This guide will instruct you through:

* Creating your first [R2 bucket](https://developers.cloudflare.com/r2/buckets/) and enabling its [data catalog](https://developers.cloudflare.com/r2/data-catalog/).
* Creating an [API token](https://developers.cloudflare.com/r2/api/tokens/) needed for query engines to authenticate with your data catalog.
* Using [PyIceberg ↗](https://py.iceberg.apache.org/) to create your first Iceberg table in a [marimo ↗](https://marimo.io/) Python notebook.
* Using [PyIceberg ↗](https://py.iceberg.apache.org/) to load sample data into your table and query it.

## Prerequisites

1. Sign up for a [Cloudflare account ↗](https://dash.cloudflare.com/sign-up/workers-and-pages).
2. Install [Node.js ↗](https://docs.npmjs.com/downloading-and-installing-node-js-and-npm).

Node.js version manager

Use a Node version manager like [Volta ↗](https://volta.sh/) or [nvm ↗](https://github.com/nvm-sh/nvm) to avoid permission issues and change Node.js versions. [Wrangler](https://developers.cloudflare.com/workers/wrangler/install-and-update/), discussed later in this guide, requires a Node version of `16.17.0` or later.
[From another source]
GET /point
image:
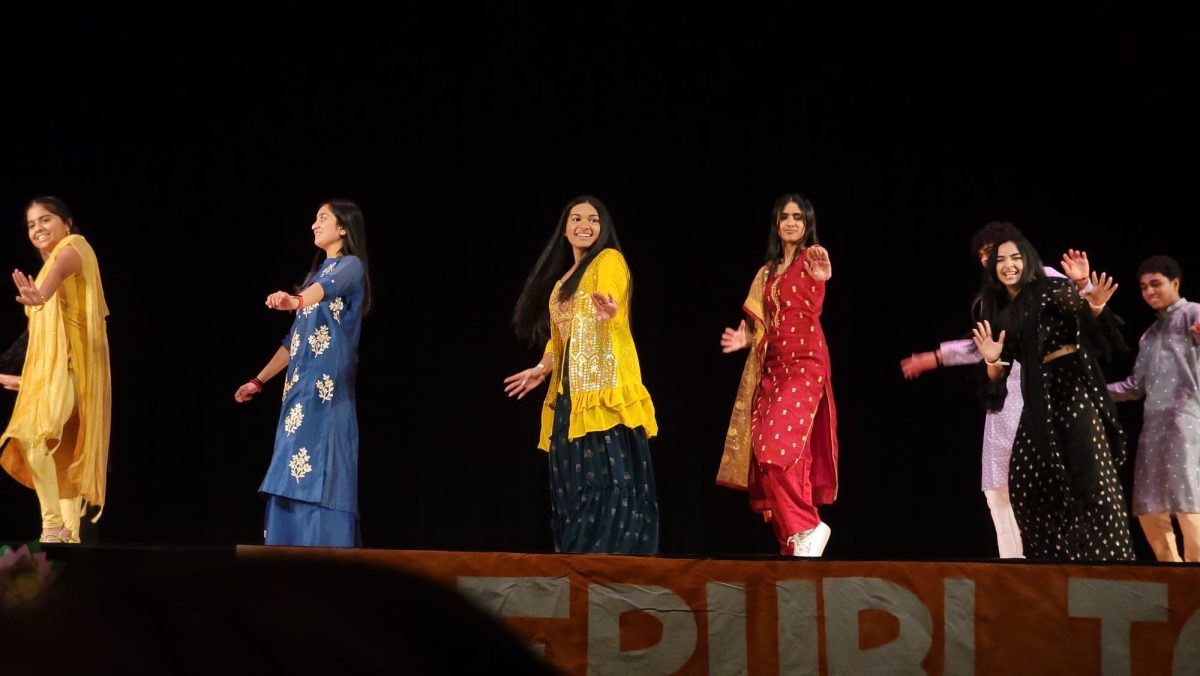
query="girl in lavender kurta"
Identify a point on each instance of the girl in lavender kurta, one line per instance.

## 1\. Create an R2 bucket

* [ Wrangler CLI ](#tab-panel-7420)
* [ Dashboard ](#tab-panel-7421)

1. If not already logged in, run:  
```  
npx wrangler login  
```
2. Create an R2 bucket:  
```  
npx wrangler r2 bucket create r2-data-catalog-tutorial  
```

1. In the Cloudflare dashboard, go to the **R2 object storage** page.  
[ Go to **Overview** ](https://dash.cloudflare.com/?to=/:account/r2/overview)
2. Select **Create bucket**.
3. Enter the bucket name: r2-data-catalog-tutorial
4. Select **Create bucket**.

## 2\. Enable the data catalog for your bucket

* [ Wrangler CLI ](#tab-panel-7422)
* [ Dashboard ](#tab-panel-7423)

Then, enable the catalog on your chosen R2 bucket:

```

npx wrangler r2 bucket catalog enable r2-data-catalog-tutorial


```

When you run this command, take note of the "Warehouse" and "Catalog URI". You will need these later.
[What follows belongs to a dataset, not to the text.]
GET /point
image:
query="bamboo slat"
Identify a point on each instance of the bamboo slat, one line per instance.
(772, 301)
1. In the Cloudflare dashboard, go to the **R2 object storage** page.  
[ Go to **Overview** ](https://dash.cloudflare.com/?to=/:account/r2/overview)
2. Select the bucket: r2-data-catalog-tutorial.
3. Switch to the **Settings** tab, scroll down to **R2 Data Catalog**, and select **Enable**.
4. Once enabled, note the **Catalog URI** and **Warehouse name**.

## 3\. Create an API token

Iceberg clients (including [PyIceberg ↗](https://py.iceberg.apache.org/)) must authenticate to the catalog with an [R2 API token](https://developers.cloudflare.com/r2/api/tokens/) that has both R2 and catalog permissions.

1. In the Cloudflare dashboard, go to the **R2 object storage** page.  
[ Go to **Overview** ](https://dash.cloudflare.com/?to=/:account/r2/overview)
2. Select **Manage API tokens**.
3. Select **Create API token**.
4. Select the **R2 Token** text to edit your API token name.
5. Under **Permissions**, choose the **Admin Read & Write** permission.
6. Select **Create API Token**.
7. Note the **Token value**.

## 4\. Install uv

You need to install a Python package manager. In this guide, use [uv ↗](https://docs.astral.sh/uv/). If you do not already have uv installed, follow the [installing uv guide ↗](https://docs.astral.sh/uv/getting-started/installation/).

## 5\. Install marimo and set up your project with uv

We will use [marimo ↗](https://github.com/marimo-team/marimo) as a Python notebook.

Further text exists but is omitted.